Former Secretary of Public Security Jose Vicente da Silva admits that the decrees will help the responsible owners, but says that they will also help to get the wrong weapon. A month after taking the oath of office as Sastri’s legislator, students at the school he once attended were shot dead. The attackers used weapons purchased online.
“Nobody needs six or eight weapons for defense, because there is no obvious reason to give so many weapons to snipers and hunters,” said Silva, who retired from Sao Paulo State Police after three decades of service. “Decisions make it almost impossible for police to return fire with bullets or weapons.” “If this goes ahead, we will have stockpiles of weapons, many of which have been bought by organized crime.”
Some analysts have feared that riots in the US Capitol in January could spark an armed uprising by Bolsonaro supporters if he fails to win next year ‘s second term.
Bolsonaro’s son-in-law, Eduardo, a staunch supporter of weapons and a former federal police officer, visited the White House on the eve of the riots. He later denied any involvement in the attack.
During a visit to Jerusalem on March 8, Eduardo Bolsonaro told the newspaper O Estado de S.Paulo that if unrest broke out in the United States, they would be able to take the Capitol, listen to their demands, have “minimal military force” to avoid them. from the victims. In 2018, he said, only two soldiers would be needed to close the Supreme Court.
Statements by other analysts at Igarape’s Szabó warn that the risks to democracy in Brazil are higher than in the United States.

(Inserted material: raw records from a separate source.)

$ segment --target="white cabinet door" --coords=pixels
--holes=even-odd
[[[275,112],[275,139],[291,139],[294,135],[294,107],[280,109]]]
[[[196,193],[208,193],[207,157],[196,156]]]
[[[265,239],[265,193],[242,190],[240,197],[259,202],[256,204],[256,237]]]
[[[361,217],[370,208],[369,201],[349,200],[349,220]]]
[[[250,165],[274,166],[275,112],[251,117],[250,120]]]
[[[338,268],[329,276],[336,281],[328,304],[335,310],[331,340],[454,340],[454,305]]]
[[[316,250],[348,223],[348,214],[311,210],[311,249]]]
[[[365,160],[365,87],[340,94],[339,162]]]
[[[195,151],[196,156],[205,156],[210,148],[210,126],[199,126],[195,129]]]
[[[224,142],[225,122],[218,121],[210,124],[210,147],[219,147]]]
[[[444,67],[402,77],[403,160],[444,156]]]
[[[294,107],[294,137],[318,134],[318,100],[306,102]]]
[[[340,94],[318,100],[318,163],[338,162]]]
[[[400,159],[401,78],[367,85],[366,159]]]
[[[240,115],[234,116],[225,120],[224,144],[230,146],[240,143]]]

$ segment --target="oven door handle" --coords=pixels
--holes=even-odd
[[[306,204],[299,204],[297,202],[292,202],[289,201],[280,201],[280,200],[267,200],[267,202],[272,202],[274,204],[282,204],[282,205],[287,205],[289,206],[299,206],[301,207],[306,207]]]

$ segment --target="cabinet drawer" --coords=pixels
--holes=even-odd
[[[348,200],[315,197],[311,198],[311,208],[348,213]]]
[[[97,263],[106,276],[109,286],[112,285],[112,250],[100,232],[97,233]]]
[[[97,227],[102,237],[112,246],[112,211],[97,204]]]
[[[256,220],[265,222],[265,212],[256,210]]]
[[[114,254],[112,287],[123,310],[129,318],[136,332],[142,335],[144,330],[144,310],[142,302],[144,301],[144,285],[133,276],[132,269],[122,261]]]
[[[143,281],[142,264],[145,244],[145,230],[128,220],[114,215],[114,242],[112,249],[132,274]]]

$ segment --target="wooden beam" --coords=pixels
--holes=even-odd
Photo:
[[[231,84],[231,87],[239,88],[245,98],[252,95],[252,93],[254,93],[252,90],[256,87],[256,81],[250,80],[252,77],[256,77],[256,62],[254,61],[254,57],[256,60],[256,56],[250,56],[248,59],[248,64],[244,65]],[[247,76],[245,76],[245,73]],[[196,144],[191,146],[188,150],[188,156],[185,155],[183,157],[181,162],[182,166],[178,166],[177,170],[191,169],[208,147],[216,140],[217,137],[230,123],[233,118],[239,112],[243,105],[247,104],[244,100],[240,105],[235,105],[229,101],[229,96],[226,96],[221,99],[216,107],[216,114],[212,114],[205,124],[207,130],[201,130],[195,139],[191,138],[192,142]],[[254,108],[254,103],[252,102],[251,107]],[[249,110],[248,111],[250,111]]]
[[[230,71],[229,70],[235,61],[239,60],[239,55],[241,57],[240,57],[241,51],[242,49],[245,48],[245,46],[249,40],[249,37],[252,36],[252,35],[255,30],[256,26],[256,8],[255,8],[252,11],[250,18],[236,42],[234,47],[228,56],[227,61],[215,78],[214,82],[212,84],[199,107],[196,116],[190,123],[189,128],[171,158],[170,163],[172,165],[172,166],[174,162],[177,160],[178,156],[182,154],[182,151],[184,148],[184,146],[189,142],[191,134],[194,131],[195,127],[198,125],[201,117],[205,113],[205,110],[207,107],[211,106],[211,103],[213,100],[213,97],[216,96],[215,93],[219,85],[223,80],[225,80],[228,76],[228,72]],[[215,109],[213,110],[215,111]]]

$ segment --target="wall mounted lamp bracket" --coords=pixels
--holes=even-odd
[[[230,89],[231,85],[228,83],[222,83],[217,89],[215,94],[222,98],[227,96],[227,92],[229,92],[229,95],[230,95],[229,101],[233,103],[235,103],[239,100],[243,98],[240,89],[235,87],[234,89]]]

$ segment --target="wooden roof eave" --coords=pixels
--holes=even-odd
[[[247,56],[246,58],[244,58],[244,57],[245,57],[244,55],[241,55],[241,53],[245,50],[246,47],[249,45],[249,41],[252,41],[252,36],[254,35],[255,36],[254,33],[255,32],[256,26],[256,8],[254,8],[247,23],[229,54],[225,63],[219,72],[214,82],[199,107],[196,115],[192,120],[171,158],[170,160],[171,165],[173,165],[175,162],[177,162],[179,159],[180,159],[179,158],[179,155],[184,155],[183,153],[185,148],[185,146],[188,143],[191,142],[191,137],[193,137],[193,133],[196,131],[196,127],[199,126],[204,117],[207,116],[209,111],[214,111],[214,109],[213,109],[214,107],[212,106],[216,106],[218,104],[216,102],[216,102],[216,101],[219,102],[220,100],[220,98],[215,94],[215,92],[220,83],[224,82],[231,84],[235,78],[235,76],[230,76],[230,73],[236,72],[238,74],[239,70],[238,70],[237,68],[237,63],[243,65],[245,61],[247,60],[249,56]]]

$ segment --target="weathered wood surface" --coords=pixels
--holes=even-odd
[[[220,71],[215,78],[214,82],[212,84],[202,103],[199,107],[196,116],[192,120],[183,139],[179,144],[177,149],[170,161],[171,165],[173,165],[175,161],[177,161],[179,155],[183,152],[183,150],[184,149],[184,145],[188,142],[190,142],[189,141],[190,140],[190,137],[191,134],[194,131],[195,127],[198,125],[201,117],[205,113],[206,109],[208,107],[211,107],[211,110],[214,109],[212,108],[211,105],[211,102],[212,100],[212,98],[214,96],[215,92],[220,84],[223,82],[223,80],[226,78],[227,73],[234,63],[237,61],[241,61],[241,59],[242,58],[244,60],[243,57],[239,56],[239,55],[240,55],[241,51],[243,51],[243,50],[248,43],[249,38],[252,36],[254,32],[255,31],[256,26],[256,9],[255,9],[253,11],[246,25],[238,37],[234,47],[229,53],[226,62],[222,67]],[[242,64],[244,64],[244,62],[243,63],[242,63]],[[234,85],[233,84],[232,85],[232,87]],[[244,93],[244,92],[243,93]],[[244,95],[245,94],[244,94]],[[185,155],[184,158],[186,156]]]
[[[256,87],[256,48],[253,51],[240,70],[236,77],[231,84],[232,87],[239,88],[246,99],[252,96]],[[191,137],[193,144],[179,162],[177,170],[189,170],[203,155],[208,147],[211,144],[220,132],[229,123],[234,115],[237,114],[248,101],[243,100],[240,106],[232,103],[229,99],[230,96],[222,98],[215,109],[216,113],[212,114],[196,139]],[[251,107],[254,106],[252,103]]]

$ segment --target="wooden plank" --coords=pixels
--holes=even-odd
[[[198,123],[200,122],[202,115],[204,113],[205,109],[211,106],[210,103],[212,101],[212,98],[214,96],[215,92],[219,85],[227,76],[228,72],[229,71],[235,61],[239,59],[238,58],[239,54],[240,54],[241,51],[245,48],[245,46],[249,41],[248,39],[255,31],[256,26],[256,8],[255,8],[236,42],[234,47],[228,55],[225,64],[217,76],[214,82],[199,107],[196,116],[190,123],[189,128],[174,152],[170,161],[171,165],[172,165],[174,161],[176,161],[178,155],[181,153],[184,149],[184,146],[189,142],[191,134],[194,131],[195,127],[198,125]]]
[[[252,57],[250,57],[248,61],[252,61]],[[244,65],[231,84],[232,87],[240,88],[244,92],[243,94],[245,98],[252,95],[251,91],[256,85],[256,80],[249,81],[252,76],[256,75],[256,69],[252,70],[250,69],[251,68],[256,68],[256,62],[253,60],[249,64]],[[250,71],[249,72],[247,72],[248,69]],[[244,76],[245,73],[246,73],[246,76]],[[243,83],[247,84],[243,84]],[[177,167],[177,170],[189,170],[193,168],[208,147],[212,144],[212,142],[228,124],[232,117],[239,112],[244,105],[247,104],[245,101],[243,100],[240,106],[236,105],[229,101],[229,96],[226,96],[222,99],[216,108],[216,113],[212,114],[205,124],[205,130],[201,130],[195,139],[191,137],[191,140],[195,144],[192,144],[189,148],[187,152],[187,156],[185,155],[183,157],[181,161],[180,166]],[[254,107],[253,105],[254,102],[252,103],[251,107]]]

“This rhetoric of politicizing the issue, when the president says he will arm citizens from blockades or electoral fraud, is Trump’s model,” Sabo said. “We saw what happened during the Capitol invasion, the death toll. It could have been worse. “
Arms sales in the United States reached a record high after the riots in January, continuing the record growth that began with the outbreak of the epidemic. Gun sales have risen sharply in recent years amid fears that the new administration could change its gun laws. US President Biden has backed arms control measures, such as the “arms offensive” ban.
In Brazil, both the speaker of the House and the president of the Senate took office last month with the support of Bolsonaro. Congressional analysts say the president is unlikely to address the issue he sees as so popular. The opposition is not strong enough to gather enough votes to overthrow the orders.
On Sunday, caravans of Bolsonaro supporters roamed the streets of major cities. Pictures posted on social media show some people holding guns near their car windows.
“It simply came to our notice then. “This is a political relief that is really serious,” said Raul Jungman, a former defense and public security minister. “Arming the population is always done by serving coups, massacres, genocides, dictatorships.”